Trois dates en France cet été. Arènes de Nîmes en juillet, Pagaille Festival à Bordeaux le 28 août, Rock en Seine le 30 août. Pour un groupe formé en 1976 à Crawley, dans le Sussex anglais, dont le dernier album studio date de 2024 et dont le chanteur a 67 ans, c’est une présence remarquable sur les scènes estivales françaises. Et chaque date affiche des billets qui partent vite.
La question mérite d’être posée : qu’est-ce que The Cure a que les autres n’ont pas ?
Un groupe qui n’a jamais eu besoin d’être à la mode
The Cure a traversé cinq décennies sans jamais vraiment coller à l’air du temps — et c’est précisément ce qui lui a permis de ne jamais en sortir. Post-punk, new wave, gothic rock, pop mélancolique : Robert Smith et ses compagnons successifs ont construit un son immédiatement reconnaissable qui n’appartient qu’à eux. Disintegration en 1989, Wish en 1992, Bloodflowers en 2000 : des albums qui ont défini des générations d’auditeurs sans chercher à capter la tendance du moment.
Cette indépendance stylistique a créé quelque chose de rare : une fanbase multigénérationnelle. Aux concerts de The Cure en France cet été, on trouve côte à côte des festivaliers qui ont découvert Boys Don’t Cry à sa sortie en 1979 et des jeunes de vingt ans qui ont atterri sur le groupe via un algorithme ou une série Netflix. Ce spectre est inégalé parmi les groupes de leur génération encore en activité.
Songs of a Lost World et deux Grammy Awards
En 2024, The Cure sort Songs of a Lost World, leur quatorzième album. Un disque sombre, dense, qui n’essaie pas de sonner jeune — et qui est accueilli comme l’un des meilleurs de leur discographie. En 2026, il leur vaut deux Grammy Awards. Pour un groupe que beaucoup avaient rangé dans la catégorie des légendes honorifiques qu’on programme par nostalgie, c’est un signal clair : The Cure n’est pas en tournée d’adieu. Ils sont en forme.
Cette actualité discographique change la nature de leur présence en festival. Ce n’est pas le passage obligé du groupe culte qui rejoue ses classiques pour des trentenaires nostalgiques — c’est un groupe en activité réelle, avec un album récent et une identité artistique intacte, qui se retrouve sur les mêmes affiches que Tyler, the Creator et Deftones.
Ce que leur setlist dit d’eux
Aux Arènes de Nîmes en juillet, The Cure a joué trente et un titres sur près de trois heures. Alone, Pictures of You, Lovesong, Fascination Street, Just Like Heaven, Lullaby — les classiques étaient là, mais encadrés de titres du nouvel album et de raretés que les fans les plus anciens n’avaient pas entendues en live depuis des années. Ce rapport au setlist — généreux, sans calcul commercial, construit pour ceux qui connaissent l’œuvre dans ses recoins — est une signature de The Cure que peu de groupes de cette envergure peuvent encore se permettre.
Les concerts de trois heures ne sont pas la norme en festival. Quand The Cure monte sur scène, les organisateurs savent qu’ils signent pour une tête d’affiche qui ne rend pas la monnaie de sa pièce.
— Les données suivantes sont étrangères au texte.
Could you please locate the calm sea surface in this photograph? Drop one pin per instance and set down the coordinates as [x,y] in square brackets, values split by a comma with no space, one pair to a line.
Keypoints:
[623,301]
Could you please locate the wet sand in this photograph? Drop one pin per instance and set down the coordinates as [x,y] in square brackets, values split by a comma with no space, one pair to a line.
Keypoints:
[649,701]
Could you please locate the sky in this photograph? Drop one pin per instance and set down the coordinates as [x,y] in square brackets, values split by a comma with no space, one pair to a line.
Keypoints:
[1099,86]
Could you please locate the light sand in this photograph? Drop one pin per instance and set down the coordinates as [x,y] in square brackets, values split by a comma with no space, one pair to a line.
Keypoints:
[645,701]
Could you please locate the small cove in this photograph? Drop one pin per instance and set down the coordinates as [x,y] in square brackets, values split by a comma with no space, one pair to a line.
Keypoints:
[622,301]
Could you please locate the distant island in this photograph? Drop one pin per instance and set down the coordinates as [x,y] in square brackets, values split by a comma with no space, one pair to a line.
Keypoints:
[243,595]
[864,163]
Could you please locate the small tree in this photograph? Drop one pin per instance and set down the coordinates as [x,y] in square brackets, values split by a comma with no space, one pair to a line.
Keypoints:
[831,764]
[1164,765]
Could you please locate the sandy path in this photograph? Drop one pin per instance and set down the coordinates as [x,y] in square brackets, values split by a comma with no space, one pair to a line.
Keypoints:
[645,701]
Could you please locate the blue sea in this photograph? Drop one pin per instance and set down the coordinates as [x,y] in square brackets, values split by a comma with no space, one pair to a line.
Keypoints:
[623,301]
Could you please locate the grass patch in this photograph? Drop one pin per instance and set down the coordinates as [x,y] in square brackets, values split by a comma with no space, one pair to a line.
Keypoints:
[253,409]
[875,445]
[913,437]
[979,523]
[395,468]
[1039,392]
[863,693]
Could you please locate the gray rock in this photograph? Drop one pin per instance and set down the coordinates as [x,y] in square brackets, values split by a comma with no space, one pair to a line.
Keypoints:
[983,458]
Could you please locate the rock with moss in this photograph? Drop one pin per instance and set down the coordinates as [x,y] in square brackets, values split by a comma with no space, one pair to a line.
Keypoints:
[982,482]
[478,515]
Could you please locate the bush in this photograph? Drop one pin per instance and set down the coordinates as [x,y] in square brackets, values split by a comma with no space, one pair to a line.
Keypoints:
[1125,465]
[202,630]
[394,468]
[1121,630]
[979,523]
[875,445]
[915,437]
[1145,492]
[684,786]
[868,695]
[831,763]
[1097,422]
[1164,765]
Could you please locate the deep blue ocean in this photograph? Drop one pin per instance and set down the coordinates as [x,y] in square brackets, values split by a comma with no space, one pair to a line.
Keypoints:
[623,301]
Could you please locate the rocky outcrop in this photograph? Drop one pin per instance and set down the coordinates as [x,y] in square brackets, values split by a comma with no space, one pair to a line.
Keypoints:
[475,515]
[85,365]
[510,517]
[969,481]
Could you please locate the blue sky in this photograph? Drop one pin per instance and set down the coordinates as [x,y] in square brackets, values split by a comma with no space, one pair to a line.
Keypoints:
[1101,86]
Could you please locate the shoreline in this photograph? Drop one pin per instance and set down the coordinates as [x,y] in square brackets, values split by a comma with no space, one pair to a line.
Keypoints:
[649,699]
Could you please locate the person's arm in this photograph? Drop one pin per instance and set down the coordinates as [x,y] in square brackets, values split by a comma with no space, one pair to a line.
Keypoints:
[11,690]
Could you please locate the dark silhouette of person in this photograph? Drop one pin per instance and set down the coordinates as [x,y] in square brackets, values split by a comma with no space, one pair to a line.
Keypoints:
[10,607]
Rock en Seine et Pagaille : deux contextes, une même intensité
Le 28 août à Bordeaux, sur la place des Quinconces pour la première édition de Pagaille, et le 30 août au Domaine National de Saint-Cloud pour clore Rock en Seine : deux configurations très différentes. Pagaille est un festival urbain naissant, en centre-ville, à la première édition. Rock en Seine est une institution parisienne, dans un parc classé, avec une histoire et un public fidèle. The Cure s’adapte aux deux sans en changer d’un degré.
C’est peut-être ça, au fond, ce qui fait de The Cure une tête d’affiche à part : ils n’ont pas besoin du dispositif. Pas besoin d’un show à effets spéciaux massifs ou d’un storytelling de scène élaboré. Robert Smith en chemise noire, les guitares, la basse et la batterie, et une setlist de trente titres. Dans un parc ou sur une place, ça fonctionne de la même façon.